(Memaksa) Menempelkan Kaki Dalam Shalat Jamaah

(Memaksa) Menempelkan Kaki Dalam Shalat Jamaah

Apa hubungannya khusyu’ dengan kaki yang tidak menempel?

(Memaksa) Menempelkan Kaki Dalam Shalat Jamaah

Saya yakin, sebagian besar dari kita yang pernah sholat berjamaah di masjid, akan bertemu dengan mereka yang suka menempelkan sisi kaki sebelah luar dengan jamaah yang ada di sebelahnya, sesaat setelah mendengar instruksi “rapatkan barisan dan luruskan shaf” dari imam sholat.

Sebagian lagi, meski mendengar dengan jelas, tapi tidak mengindahkan perintah yang diberikan sebelum sholat dimulai itu. Ibarat nasehat orang tua untuk mereka yang sudah cukup umur tapi masih suka mencari alasan untuk tidak nikah, “masuk lewat telinga kanan, keluar lewat telinga kiri”.

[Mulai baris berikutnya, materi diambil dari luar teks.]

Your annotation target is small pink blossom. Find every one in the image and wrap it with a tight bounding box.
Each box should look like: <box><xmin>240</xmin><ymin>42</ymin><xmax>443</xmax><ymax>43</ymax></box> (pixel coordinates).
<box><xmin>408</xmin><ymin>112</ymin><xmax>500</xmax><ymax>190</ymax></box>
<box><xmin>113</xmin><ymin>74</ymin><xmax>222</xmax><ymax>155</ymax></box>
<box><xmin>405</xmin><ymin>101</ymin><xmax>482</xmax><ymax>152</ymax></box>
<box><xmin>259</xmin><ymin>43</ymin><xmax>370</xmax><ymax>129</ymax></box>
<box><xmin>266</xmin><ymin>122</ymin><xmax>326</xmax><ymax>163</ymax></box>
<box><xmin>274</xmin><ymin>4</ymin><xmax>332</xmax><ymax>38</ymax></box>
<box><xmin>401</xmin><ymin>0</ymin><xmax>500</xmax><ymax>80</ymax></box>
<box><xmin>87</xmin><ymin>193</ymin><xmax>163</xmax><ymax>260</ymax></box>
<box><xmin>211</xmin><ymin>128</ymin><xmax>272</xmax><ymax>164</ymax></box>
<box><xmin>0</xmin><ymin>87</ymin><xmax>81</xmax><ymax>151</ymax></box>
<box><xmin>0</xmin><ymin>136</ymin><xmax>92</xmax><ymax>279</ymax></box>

Dari dua cara jamaah menanggapi instruksi imam yang sering dilakukan sambil memperhatikan menempel tidaknya kaki jamaahnya, saya menemukan dua model sikap orang dalam beragama, berdasarkan hasil ‘pengamatan’ langsung.

Untuk mereka yang sholat berjamaah dengan cara pertama, aksi menempelkan kaki datang dari pemahaman bahwa akan ada setan, jin, atau demit yang menyusup di antara kaki-kaki jamaah yang tidak menempel sehingga membatalkan sholat. Agar hal ini tidak terjadi, tidak jarang jika ada jamaah yang tidak mau menempelkan kaki, kakinya akan dikejar sampai dapat. Pokoknya harus menempel.

Rasa khusyu’ dalam sholat, bagi mereka, sangat ditentukan dengan menempel atau tidaknya kaki mereka dengan jamaah di sebelahnya. Apa hubungannya khusyu’ dengan kaki yang tidak menempel? Baiknya kita tunggu klarifikasi dari pihak setan.

Hal lain yang harus diketahui dari mereka yang suka menempelkan kaki saat berjamaah adalah tidak semua dari mereka yang ngotot. Ada juga yang legowo ketika jamaah di sebelahnya melepaskan tempelan pada rakaat kedua, atau setelah “aamiin” agar terlepasnya kaki dari penempelan tersebut tidak disadari.

Sementara sikap mereka yang berjamaah dengan cara kedua, yang menolak menempelkan kakinya secara sadar, datang dari pemahaman yang menjadi kritik terhadap pemahaman pertama, bahwa akan ada demit yang menyusup dan membatalkan sholat.

Khusyu’ sebagaimana yang umum diketahui adalah keadaan dimana seseorang ketika melakukan ibadah, entah sholat atau apapun, dalam keadaan mengingat Tuhan. Meski banyak ulama yang mengatakan bahwa mencapai khusyu’ bukanlah pekerjaan mudah, hal itu tetap harus diupayakan.

Bagi muslim ‘kelas bawah’ seperti saya, mencapai khusyu’ akan semakin sulit jika harus berjamaah dengan mereka yang paling hobi menempelkan kaki. Mengutip pandangan dosen saya waktu S1, justru merekalah setan alias demit itu. Yang merusak sholat orang lain baik secara sengaja maupun tidak lewat aksi ngotot tempel menempel kaki.

Meski lebih sering untuk tidak menempelkan kaki saat berjamaah, saya juga tidak setuju dengan aksi mereka yang suka menggeser kaki untuk melepaskan tempelan. Sebab bagi saya keduanya sama-sama berlebihan.

Bagi saya perintah agama tidak perlu dijalankan dengan sikap yang berlebihan hingga harus memaksa orang lain untuk mengikuti apa yang kita pahami.